И хотя современная образовательная система внушает молодым американцам, будто свержение британского владычества было делом само собой разумеющимся, в действительности революционеры составляли меньшинство среди колонистов. Хартман пишет: «Эти люди [подписавшие Декларацию] были самыми решительными и идеалистически настроенными из колонистов. Если консерваторы того времени утверждали, что Америка должна навсегда остаться британской колонией, эти либеральные радикалы искренне верили как в индивидуальную свободу, так и во взаимные обязательства человека и общества».
Подписывая Декларацию независимости, отцы-основатели ясно осознавали, что ставят подписи под своим смертным приговором. Когда эти люди писали: «Мы клянемся друг другу своей жизнью, своим достоянием и своей священной честью», — они прекрасно понимали, что в глазах британского закона это измена, а за измену полагалась смертная казнь. Когда Патрик Генри потребовал: «Дайте мне свободу или смерть!» — то был не ораторский прием. И слова Бена Франклина, обращенные к соратникам-революционерам: «Нам необходимо держаться вместе, ибо порознь мы можем только болтаться на виселицах», — тоже следует понимать совершенно буквально.
Джон Хэнкок, который подписал Декларацию независимости первым и чья подпись самая крупная («Чтобы король Георг мог прочесть ее без очков», — сказал Джон), на тот момент уже заплатил за мятеж большую цену. Когда они с женой вынуждены были бежать от британских солдат, их ребенок умер при родах.
Согласно Хартману, девять из пятидесяти шести подписантов погибли в войне за независимость, а семнадцать потеряли все свое состояние. Исследователь пишет: «Многие семьи из числа тогдашних тори до сих пор обладают значительными богатствами и властью в Канаде и Англии, — но при этом никто из потомков отцов-основателей не имеет сегодня ни больших денег, ни политического веса».

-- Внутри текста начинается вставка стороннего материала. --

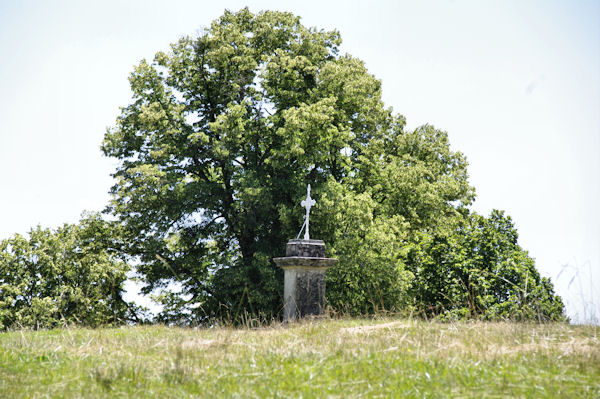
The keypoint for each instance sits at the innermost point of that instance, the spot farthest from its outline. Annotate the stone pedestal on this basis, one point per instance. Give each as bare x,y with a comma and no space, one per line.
304,268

Пока цинизм продолжает оставаться основной валютой современных политических консерваторов, у нас возникает соблазн склониться к изношенному, но неистребимому верованию в то, что в мире ничего на самом деле не меняется. Однако обратите внимание на такой факт: небольшая группа в основном молодых людей (Франклин, которому было семьдесят два, разительно выделялся среди отцов-основателей своим преклонным возрастом; гораздо более типичен в этой компании тридцатитрехлетний Джефферсон) бросила вызов величайшей силе тогдашнего мира — Британской империи. Помимо военной мощи, в руках у короля Георга III был колоссальнейший экономический потенциал давления на революционеров, ибо он владел крупнейшей мультинациональной корпорацией того времени, Ист-Индийской компанией, которая и стала жертвой знаменитого Бостонского чаепития.

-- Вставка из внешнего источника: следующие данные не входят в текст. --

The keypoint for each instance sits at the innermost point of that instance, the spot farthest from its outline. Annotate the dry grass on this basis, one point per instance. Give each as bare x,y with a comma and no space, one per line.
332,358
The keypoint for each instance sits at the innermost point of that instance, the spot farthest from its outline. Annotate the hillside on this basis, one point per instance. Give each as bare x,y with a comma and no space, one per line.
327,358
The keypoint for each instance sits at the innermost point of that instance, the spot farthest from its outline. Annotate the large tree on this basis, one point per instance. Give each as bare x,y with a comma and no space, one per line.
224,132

Независимые и равноправные, не признающие над собой короля
Гораздо более удивительными, чем само восстание, — ведь восстания случались и раньше, — были эволюционные идеалы, на которых эта революция базировалась: «Мы исходим из той очевидной истины, что все люди созданы равными и наделены их Творцом определенными неотъемлемыми правами, к числу которых относятся право на жизнь, свободу и стремление к счастью». Данное утверждение стало дерзким вызовом самым просвещенным формам тогдашнего европейского законодательства.
В соответствии с британским законодательством, Бог наделил властными полномочиями короля, а уж он затем может даровать те или иные права своим подданным — как это и произошло при подписании Великой хартии вольностей [22] Великая хартия вольностей, подписанная в 1215 году королем Иоанном Безземельным под давлением восставших баронов; ограничивала королевскую власть и предоставляла более широкие права крупным феодалам; основной массе английского народа — крепостному крестьянству — она не дала никаких прав. — Прим. перев.
. На этом основана доктрина классовой иерархии, располагавшая обычных людей недворянского происхождения в самом низу общественной пирамиды. Сама мысль о том, что обычные люди могут быть равными и независимыми гражданами, которые сами наделяют свое правительство теми или иными полномочиями (а не наоборот), была чем-то неслыханным. Но откуда же эта идея взялась?
Как мы можем смутно вспомнить из школьного или университетского курса истории, подобные идеи (иногда их называют естественным законом) зародились в Европе в эпоху Просвещения и были сформулированы такими философами, как Джон Локк и Жан-Жак Руссо. Согласно естественному закону, основным критерием оценки человеческих законов следует считать то, насколько они близки к законам Божьим и законам Природы.